Il nous présente une image dérangeante de vulnérabilité, les branches dénudées, comparées à des cheveux entremêlés, évoquent un abandon, presque une détresse. Cent feuilles gisent au pied, tout ce qui habillait, protégeait, donnait vie et couleur a chuté. Reste le squelette figé, exposé aux regards et aux intempéries.
Ce qui bouleverse, c’est cette nudité forcée. L’arbre ne choisit pas de se dépouiller, c’est la saison qui l’impose, le temps qui arrache une à une ses parures.
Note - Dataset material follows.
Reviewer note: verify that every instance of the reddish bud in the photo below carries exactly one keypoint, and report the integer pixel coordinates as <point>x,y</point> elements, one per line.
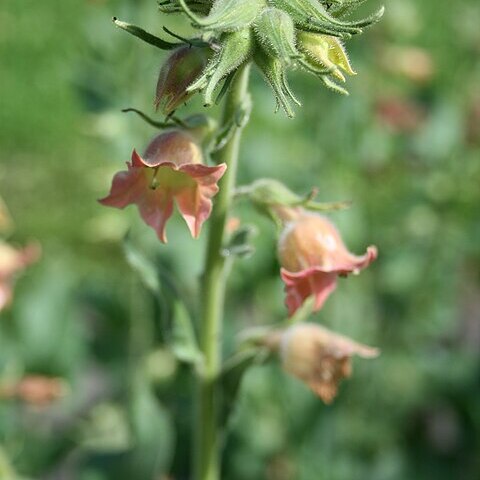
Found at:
<point>180,69</point>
Et le voilà là, branches emmêlées comme une chevelure qu’on n’a plus la force de démêler, figé dans une immobilité qui ressemble à une défaite.
La vie humaine traverse ces moments de dépouillement radical où nous perdons tout ce qui nous habillait, nos certitudes, nos rôles, nos protections. Nous restons nus, branches emmêlées, figés dans l’hiver de nos existences. Mais peut-être faut-il traverser cette nudité terrible, accepter d’être vu dans notre dépouillement, pour que revienne, un jour, la sève qui fait bourgeonner.